Re: [PATCH 17/24] sched/fair: Implement delayed dequeue
From: Dietmar Eggemann
Date: Mon Nov 11 2024 - 06:30:56 EST
On 08/11/2024 19:16, Phil Auld wrote:
> On Fri, Nov 08, 2024 at 03:53:26PM +0100 Dietmar Eggemann wrote:
>> On 04/11/2024 13:50, Phil Auld wrote:
>>>
>>> Hi Dietmar,
>>>
>>> On Mon, Nov 04, 2024 at 10:28:37AM +0100 Dietmar Eggemann wrote:
>>>> Hi Phil,
>>>>
>>>> On 01/11/2024 13:47, Phil Auld wrote:
[...]
>> One reason I don't see the difference between DELAY_DEQUEUE and
>> NO_DELAY_DEQUEUE could be because of the affinity of the related
>> nvme interrupts:
>>
>> $ cat /proc/interrupts
>>
>> CPU0 CPU1 CPU2 CPU3 CPU4 CPU5 CPU6 CPU7 CPU8 ...

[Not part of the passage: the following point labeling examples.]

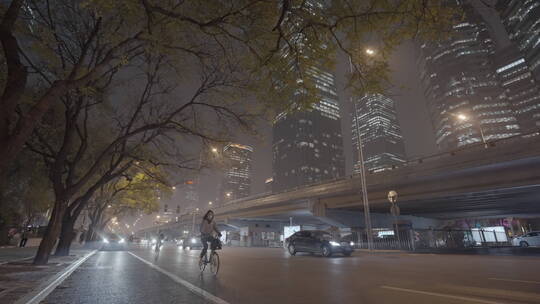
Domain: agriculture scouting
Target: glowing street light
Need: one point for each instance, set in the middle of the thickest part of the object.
(463, 118)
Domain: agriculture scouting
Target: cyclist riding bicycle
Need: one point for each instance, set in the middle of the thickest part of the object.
(208, 227)
(159, 242)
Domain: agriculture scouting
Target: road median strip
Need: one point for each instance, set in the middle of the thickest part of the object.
(194, 289)
(442, 295)
(45, 288)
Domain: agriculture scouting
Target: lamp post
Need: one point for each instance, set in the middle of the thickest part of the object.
(194, 212)
(365, 200)
(462, 117)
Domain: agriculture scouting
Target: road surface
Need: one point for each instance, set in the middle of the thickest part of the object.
(263, 275)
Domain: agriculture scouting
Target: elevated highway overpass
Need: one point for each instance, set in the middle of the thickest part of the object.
(501, 180)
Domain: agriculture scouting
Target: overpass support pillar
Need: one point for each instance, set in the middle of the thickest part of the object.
(317, 208)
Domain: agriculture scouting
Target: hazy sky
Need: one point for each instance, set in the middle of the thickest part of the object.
(412, 115)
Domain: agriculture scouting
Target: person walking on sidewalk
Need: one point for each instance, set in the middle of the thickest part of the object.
(24, 238)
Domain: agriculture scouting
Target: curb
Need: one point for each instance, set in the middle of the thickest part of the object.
(44, 289)
(16, 260)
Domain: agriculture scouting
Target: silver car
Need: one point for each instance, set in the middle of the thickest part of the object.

>> 132: 0 0 1523653 0 0 0 0 0 0 ... IR-PCI-MSIX-0000:01:00.0 1-edge nvme0q1
>> 133: 0 0 0 0 0 1338451 0 0 0 ... IR-PCI-MSIX-0000:01:00.0 2-edge nvme0q2
>> 134: 0 0 0 0 0 0 0 0 2252297 ... IR-PCI-MSIX-0000:01:00.0 3-edge nvme0q3
>>
>> $ cat /proc/irq/132/smp_affinity_list
>> 0-2
>> cat /proc/irq/133/smp_affinity_list
>> 3-5
>> cat /proc/irq/134/smp_affinity_list
>> 6-8
>>
>> So the 8 fio tasks from:
>>
>> # fio --cpus_allowed 1,2,3,4,5,6,7,8 --rw randwrite --bs 4k
>> --runtime 8s --iodepth 32 --direct 1 --ioengine libaio
>> --numjobs 8 --size 30g --name default --time_based
>> --group_reporting --cpus_allowed_policy shared
>> --directory /testfs
>>
>> don't have to fight with per-CPU kworkers on each CPU.
>>
>> e.g. 'nvme0q3 interrupt -> queue on workqueue dio/nvme0n1p2 ->
>> run iomap_dio_complete_work() in kworker/8:x'
>>
>> In case I trace the 'task_on_rq_queued(p) && p->se.sched_delayed &&
>> rq->nr_running > 1) condition in ttwu_runnable() condition i only see
>> the per-CPU kworker in there, so p->nr_cpus_allowed == 1.
>>
>> So the patch shouldn't make a difference for this scenario?
>>
>
> If the kworker is waking up an fio task it could. I don't think
> they are bound to a single cpu.
>
> But yes if your trace is only showing the kworker there then it would
> not help. Are you actually able to reproduce the difference?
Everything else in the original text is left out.